Kaidenin
şerhi ve bölümlerinin beyanı:
Hakikatin
özürlü olmasından maksat, bir lafzı, hakiki anlamı üzere hamletmeye imkanın
olmaması demektir. Bu imkanın olmaması, hakikatın hariçte de bir varlığının
olmamasıdır. Bu durumda lafız, mecazi mana üzerine hamledilir. Birinin şöyle
demesi gibi; ben bu evimi evladımın 
üzerine vakfettim. Bu kimsenin yanında sulbünden gelen çocukları yok
ise, ancak çocuğunun çocuğu gibi torunları var ise, yapmış olduğu bu vakıf
torunlarına hamledilir. Şüphe yok ki “evlat” lafzı hakikat üzere kişinin
sulbünden gelenlere hamledilir, mecazen ise kişinin torunlarına da hamledilir.
Fakat o kimsenin sulbünden olan çocukları yok ise, bu sözü hakikate hamletmek
mümkün değildir.
Hakikatin
mümkün olmaması durumunda, terk ciheti dikkate alınır:
Mecazi
manaya itibar edilmesi, kelamın hakiki manasına değil mecazi anlamına hamledilmesi,
lafzın, hakiki manasının dışında mecazi manasının kullanılmasına gidilmesinde,
yemin edenin birinin; “vallahi şu ağaçtan yemeyeceğim” demesi gibi, bu kimsenin
sözü ağacın meyvesinden yemesine hamledilir. Her ne kadar mecaz da olsa. Şayet ağacın
meyvesinden yer ise yemini bozulur. Eğer ağacın dalından ve yapraklarından yer ise,
her ne kadar hakikat ise ( sözünün zahiri bunu gerektirse de ) yemini bozulmaz.
Çünkü bu sözün kullanılmasından maksat, hakiki mana değil, mecazi manadır.
Buna binaen
şu fıkhi kaide geldi:
“Adet’in”
delalet etmesiyle, hakikat terkedilir. Buna binaen bir kimse tarlasını beldesindeki fakihlere
vakfetse, bu “fakih”  sözünün içerisine
ictihat ehliyetinde olan fakih değil, taklidi manada ki fakihler girer.

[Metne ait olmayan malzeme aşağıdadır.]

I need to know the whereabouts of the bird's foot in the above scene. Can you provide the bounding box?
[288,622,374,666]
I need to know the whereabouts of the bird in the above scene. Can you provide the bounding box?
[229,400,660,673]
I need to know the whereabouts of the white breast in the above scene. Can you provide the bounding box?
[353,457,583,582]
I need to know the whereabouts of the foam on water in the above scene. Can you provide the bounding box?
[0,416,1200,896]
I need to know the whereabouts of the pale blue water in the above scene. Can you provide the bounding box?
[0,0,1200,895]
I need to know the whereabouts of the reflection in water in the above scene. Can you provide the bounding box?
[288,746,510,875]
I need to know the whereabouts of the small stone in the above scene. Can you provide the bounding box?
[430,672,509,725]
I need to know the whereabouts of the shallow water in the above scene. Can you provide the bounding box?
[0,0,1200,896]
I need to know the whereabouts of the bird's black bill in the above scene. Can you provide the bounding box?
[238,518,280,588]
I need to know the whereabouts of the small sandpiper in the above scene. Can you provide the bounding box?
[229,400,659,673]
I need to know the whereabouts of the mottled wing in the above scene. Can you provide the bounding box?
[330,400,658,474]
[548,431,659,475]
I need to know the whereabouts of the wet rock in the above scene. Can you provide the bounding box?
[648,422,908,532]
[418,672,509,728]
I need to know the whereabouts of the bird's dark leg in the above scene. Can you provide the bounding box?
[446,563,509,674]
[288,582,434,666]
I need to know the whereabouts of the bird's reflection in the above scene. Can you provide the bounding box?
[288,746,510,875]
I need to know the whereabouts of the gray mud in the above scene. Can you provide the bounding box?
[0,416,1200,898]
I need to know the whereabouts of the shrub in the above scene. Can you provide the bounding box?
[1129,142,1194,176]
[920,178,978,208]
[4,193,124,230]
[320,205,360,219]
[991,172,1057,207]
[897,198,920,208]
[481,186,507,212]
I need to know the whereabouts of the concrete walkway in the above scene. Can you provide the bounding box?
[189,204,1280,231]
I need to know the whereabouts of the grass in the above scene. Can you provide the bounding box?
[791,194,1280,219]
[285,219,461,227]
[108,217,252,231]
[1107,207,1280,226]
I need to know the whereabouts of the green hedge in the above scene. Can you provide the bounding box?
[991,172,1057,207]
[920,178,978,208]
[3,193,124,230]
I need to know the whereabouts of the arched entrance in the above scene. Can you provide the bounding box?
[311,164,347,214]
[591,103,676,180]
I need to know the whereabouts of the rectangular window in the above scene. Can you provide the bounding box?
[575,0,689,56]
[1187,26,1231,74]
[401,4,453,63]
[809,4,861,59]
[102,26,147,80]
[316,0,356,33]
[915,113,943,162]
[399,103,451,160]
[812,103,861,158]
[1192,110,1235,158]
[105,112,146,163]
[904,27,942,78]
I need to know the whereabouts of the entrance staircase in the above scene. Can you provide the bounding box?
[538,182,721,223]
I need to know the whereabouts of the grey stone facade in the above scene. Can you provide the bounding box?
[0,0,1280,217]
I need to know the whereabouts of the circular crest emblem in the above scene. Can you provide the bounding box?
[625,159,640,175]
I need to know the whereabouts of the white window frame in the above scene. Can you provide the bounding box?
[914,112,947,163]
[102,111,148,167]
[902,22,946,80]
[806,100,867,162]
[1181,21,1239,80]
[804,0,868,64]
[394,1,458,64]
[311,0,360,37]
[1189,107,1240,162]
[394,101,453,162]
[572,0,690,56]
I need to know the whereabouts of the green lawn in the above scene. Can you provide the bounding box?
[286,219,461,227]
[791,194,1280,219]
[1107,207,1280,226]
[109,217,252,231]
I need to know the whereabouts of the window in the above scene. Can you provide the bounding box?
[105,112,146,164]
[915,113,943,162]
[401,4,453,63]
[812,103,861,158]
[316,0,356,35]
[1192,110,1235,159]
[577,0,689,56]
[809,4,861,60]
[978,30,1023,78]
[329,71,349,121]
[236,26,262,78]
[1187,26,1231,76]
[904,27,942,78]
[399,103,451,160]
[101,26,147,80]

Çünkü  “fakih” lafzı örfen mukallit olan fakihlere
ıtlak edildiği için, vakfedenin sözü onlara yönelik olur. Nitekim fakih
lafzının (örfe’n bu şekildeki) kullanımı bilinen bir şeydir.
Adet’in
(örfün) delaletiyle hakikatin değil, mecazi mananın irade edilmesinde, hakikati
bırakmanın ve terketmenin  misallerinden:
yemininde (şöyle) diyen kimsenin sözünün hamledilmesidir; “Vallahi ben bu eve
adımımı atmam”; ( şayet bu kimse ) binek üzerinde eve girerse yemini bozulur, (
ama bu kimse) içeri girmeksizin adımını içeri koysa yemini bozulmaz. Çünkü onun
bu sözünden murat, (toplumda) cari olan adetin ve örfen kullanım şekline göre bir
eve girmek, bu kimsenin sözünde olduğu gibi,  içeri girmeksizin  mücerret olarak adımını içeri koymak değildir.